Even leaving a blank on my custom labels so I can write in the variety (when I have it) and writing "wildflower" on 100 1-pounders gets tedious. I cannot imagine doing more information at this point.

A manage the whole "local" thing differently by actively promoting our bee club to the public, participating in honey tastings with chefs who are using my honey in the their food. This year a chef and I are participating in the "Art of Food" at the one of our local art galleries. I and several artists are putting together the visual display, we'll be offering a taste of dozen different honey varieties, and the chef will have a baked flat bread (which uses everything from our farm except salt) and a puree using the honey as the sweetener.
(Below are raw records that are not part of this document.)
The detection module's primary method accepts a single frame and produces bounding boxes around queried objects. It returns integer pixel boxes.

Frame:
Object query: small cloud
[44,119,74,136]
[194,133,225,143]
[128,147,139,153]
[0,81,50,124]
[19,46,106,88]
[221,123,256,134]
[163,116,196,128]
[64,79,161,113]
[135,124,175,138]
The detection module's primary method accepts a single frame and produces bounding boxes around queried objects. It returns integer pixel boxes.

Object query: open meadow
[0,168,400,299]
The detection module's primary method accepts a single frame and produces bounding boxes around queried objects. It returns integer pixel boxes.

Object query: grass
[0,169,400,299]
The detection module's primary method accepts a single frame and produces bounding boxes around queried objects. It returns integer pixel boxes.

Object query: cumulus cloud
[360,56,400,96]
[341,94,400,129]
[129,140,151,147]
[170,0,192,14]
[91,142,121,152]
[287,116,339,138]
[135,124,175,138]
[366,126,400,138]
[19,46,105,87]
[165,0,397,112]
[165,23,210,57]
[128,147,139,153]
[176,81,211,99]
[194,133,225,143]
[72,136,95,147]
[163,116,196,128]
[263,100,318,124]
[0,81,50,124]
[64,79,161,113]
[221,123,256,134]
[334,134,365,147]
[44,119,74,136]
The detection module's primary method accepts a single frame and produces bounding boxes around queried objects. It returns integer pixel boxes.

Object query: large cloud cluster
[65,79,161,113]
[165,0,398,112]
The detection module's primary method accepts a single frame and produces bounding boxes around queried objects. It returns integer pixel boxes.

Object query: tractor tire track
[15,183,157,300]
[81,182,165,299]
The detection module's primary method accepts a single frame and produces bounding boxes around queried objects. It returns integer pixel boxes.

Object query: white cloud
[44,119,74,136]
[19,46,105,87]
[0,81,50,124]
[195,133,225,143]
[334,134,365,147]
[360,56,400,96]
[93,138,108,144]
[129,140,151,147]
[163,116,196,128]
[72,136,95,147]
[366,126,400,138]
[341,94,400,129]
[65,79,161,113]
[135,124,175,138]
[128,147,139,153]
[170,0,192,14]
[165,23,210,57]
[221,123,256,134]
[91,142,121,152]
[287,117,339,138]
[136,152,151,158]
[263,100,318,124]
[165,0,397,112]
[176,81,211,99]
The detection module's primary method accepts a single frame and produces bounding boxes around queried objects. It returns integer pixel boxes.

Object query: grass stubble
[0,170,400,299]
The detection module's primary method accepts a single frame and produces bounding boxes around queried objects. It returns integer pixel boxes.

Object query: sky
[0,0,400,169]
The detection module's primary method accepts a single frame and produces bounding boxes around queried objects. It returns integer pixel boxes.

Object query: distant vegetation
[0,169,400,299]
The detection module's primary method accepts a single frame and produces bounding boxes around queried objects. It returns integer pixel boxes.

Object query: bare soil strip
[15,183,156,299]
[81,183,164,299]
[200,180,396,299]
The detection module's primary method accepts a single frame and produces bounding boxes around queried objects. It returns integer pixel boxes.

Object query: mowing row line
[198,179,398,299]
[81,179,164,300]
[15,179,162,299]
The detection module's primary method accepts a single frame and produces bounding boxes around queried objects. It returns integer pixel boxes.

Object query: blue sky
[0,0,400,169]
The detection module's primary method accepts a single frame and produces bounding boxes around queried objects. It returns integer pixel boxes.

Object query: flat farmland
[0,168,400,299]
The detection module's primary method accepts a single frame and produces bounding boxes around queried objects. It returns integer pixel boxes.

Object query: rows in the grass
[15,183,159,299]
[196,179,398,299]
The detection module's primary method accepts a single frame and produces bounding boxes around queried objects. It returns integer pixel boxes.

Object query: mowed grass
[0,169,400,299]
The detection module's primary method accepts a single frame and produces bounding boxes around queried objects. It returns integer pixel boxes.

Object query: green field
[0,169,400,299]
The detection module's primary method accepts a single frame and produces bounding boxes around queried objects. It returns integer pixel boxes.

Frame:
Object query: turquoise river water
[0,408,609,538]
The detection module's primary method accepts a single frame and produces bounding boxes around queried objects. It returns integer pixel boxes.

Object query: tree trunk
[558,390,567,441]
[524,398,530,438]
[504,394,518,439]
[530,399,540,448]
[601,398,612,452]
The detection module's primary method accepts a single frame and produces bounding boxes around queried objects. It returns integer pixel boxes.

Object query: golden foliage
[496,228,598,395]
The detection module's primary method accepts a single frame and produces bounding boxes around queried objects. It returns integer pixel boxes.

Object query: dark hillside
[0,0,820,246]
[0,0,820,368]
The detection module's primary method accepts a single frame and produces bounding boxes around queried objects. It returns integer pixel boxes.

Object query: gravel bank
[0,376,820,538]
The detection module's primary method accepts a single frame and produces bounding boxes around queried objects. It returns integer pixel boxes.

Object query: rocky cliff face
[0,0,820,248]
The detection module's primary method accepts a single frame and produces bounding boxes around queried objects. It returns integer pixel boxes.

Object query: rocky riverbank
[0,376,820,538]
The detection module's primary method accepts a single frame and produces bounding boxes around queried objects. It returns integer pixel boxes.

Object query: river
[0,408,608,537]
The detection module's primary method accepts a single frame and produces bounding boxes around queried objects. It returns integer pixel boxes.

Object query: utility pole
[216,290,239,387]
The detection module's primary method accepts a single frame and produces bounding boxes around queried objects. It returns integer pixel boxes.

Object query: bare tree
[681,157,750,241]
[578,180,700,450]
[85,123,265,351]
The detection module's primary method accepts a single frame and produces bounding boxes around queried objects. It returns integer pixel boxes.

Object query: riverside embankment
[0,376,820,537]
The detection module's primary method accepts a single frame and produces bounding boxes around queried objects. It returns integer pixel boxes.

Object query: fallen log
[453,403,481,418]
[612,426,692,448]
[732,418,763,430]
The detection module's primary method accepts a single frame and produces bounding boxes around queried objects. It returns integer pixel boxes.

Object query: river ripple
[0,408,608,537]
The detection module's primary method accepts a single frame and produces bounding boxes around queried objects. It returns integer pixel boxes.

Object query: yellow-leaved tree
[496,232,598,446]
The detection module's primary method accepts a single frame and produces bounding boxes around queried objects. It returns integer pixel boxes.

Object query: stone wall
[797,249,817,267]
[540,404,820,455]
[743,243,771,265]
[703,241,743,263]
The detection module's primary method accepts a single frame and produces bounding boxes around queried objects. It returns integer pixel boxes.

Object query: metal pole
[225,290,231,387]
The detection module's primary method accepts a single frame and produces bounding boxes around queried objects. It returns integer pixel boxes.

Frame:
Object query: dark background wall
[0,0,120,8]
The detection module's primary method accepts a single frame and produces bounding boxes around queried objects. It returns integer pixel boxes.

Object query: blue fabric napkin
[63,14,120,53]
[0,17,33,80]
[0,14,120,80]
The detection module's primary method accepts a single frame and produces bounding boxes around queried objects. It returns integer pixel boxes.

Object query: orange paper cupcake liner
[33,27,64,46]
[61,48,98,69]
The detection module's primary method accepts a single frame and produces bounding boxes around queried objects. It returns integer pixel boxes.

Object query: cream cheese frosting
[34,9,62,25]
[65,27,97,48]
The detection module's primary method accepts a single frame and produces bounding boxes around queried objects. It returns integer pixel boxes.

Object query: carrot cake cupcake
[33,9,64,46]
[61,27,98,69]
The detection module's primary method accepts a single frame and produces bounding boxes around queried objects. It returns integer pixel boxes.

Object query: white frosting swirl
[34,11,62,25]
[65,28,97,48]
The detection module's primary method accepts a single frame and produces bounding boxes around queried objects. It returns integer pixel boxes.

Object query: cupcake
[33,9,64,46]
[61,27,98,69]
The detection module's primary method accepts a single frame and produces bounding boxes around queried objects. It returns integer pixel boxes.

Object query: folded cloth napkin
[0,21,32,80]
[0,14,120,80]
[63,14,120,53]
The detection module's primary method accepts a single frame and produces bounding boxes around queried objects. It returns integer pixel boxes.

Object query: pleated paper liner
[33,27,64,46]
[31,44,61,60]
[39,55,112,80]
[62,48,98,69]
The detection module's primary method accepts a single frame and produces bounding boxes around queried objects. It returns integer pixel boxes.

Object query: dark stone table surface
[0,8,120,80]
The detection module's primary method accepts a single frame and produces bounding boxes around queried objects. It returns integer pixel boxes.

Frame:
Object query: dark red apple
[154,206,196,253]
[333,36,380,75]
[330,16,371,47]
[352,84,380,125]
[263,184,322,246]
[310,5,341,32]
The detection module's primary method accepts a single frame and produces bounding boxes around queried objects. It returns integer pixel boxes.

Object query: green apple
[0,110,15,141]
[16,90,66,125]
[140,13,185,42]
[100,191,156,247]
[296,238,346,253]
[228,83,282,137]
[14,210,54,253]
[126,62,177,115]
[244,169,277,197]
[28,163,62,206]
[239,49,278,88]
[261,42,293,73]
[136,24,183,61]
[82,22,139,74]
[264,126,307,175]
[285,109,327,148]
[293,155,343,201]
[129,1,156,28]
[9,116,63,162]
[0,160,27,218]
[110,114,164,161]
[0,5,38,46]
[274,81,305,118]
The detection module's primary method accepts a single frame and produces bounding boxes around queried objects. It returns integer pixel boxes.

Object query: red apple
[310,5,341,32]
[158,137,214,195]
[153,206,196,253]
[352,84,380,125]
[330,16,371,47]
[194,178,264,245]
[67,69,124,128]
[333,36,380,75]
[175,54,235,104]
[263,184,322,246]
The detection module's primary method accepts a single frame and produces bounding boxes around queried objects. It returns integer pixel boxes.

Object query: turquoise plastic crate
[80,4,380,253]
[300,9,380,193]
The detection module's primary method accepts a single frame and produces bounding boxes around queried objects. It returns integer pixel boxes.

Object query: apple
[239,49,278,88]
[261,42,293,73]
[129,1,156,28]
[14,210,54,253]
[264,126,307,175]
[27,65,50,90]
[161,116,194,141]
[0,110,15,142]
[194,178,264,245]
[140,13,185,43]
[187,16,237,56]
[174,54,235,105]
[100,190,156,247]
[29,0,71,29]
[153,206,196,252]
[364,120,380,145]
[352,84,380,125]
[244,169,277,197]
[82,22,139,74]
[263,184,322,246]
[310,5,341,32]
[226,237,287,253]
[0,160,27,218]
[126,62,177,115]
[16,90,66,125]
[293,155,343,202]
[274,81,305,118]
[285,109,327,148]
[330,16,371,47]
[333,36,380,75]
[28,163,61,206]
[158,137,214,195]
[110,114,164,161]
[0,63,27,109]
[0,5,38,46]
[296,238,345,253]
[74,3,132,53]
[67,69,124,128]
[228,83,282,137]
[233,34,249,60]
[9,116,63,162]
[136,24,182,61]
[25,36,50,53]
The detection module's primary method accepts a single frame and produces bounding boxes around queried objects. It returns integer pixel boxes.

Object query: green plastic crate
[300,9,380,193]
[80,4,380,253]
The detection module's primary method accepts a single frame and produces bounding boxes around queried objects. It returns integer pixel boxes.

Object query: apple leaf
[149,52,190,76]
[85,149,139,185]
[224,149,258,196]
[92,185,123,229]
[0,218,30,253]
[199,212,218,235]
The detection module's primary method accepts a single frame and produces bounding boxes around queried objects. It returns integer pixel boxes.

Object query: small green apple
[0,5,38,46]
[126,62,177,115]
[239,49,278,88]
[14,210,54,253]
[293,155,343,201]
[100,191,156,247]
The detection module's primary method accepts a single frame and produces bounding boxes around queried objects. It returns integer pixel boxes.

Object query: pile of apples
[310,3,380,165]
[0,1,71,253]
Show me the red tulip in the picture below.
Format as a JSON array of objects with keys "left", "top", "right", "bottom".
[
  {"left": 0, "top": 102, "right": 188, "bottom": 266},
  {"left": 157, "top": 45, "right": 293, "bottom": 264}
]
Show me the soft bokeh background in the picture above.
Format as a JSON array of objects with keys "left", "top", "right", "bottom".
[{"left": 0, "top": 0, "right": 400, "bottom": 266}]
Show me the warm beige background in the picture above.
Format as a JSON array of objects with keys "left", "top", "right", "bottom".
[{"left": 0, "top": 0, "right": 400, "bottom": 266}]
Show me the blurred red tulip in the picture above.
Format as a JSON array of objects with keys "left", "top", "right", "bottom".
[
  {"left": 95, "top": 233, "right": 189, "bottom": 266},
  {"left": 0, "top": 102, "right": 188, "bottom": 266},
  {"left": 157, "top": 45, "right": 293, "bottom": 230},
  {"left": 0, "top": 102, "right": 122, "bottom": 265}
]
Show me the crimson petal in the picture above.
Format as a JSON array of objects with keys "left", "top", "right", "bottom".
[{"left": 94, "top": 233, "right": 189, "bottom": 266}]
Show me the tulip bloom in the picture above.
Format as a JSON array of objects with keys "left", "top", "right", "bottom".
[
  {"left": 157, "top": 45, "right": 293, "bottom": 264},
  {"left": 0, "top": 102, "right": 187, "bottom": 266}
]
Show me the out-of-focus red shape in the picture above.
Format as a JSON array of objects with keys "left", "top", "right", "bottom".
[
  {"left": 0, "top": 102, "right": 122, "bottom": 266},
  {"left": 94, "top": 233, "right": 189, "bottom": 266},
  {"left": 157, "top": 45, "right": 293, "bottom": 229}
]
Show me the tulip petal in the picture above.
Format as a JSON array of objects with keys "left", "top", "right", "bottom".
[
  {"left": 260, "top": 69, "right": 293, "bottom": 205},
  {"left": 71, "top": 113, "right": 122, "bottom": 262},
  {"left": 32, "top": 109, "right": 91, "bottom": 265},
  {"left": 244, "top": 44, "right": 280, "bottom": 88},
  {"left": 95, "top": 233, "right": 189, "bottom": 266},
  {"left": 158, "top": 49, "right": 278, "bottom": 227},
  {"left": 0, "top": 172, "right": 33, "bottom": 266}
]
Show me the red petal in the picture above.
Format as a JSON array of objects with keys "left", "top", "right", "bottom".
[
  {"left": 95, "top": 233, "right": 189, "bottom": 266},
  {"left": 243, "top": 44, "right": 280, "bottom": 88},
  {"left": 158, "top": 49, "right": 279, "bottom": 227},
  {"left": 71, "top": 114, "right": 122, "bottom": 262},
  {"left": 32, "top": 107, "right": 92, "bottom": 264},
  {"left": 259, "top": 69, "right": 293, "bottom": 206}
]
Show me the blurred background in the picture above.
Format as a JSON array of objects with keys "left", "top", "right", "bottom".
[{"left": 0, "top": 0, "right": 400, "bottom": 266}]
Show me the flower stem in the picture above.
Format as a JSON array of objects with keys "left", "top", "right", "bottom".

It sounds like a lot of work but its farm more enjoyable than all that time filling out what amounts to a data sheet.

Here in Ohio you just need to label the jar with the weight, fluid content, and location it was bottled. When a beekeeper starts packing more than 25% of the honey they sell from a different source than their own hives, then they become a processor and are subject o a host of other regulations. I have hives in both Ohio and Indiana and have not heard about a "expiration date" and the like, especially if all you do is farmers' markets and retail.


----------



## Deeptime (Jul 21, 2009)

The "chef route" is an excellent way to go. Chefs opinions or a word validating you as a "good source for good honey" is the best advertising you can get.


----------



## rainesridgefarm (Sep 4, 2001)

I just turned down a drum a month (12pails) foodservice customer because they wanted a 39 page food safty program in place and a 18 page product recall program in place to continue to purchase my honey. I told them I was not needing their business that bad. For several months they continued to purchase and pleaded with me to do the paperwork because they wanted my local honey. I stood my ground on this and now they are looking at changing the whole program. I am all for food safty but I am not putting in a board of review to monitor the food safty program when I can move all my honey elsewhere.


----------



## Deeptime (Jul 21, 2009)

What you experienced (and repulsed) is just the leading edge of a rising tide on "supplier certification". It is possible to fly below the radar, but you will find your marketing options becoming increasingly limited. Time, food science, and litigation lawyers are on their side. :waiting:


----------



## Mike Snodgrass (Mar 11, 2010)

I would like to think consumer demand will eventually sort this thing out to be less restictive or needless altogether for the small producer/local retailer. Either way, what happens when you deny a product to the consumer in this country....they get it anyway!:no:


----------



## sqkcrk (Dec 10, 2005)

Yeah, illegally. These laws, meant to protect the public, will turn otherwise lawabidding citizens into criminals, unless they stop doing what they are doing now.

I heard today, on the radio, that a NY State Legislator is trying to get the regulations eased so a fod producer who sells w/in 500 miles of their farm will be less impacted by these new regulations. Or something like that.


----------



## Deeptime (Jul 21, 2009)

Having been involved in feed/food industry all my carreer, I am not optimistic. "If you can test for it...they will have you test for it". Additonally, incidences of adulteration are perfect excuses for demanding regulation...ditto mislabaling ("think "organic") and how about pesticide levels? :no:


----------



## Deeptime (Jul 21, 2009)

An excellent discussion acticle in a somewhat related field,
http://www.nytimes.com/2010/11/20/b...?pagewanted=1&_r=1&nl=todaysheadlines&emc=a25

I realize honey is much less suspectable to bio-contamination than further processed foods, but the demarcation between artisan/hobby and commerical is going to come down when it come to food safety.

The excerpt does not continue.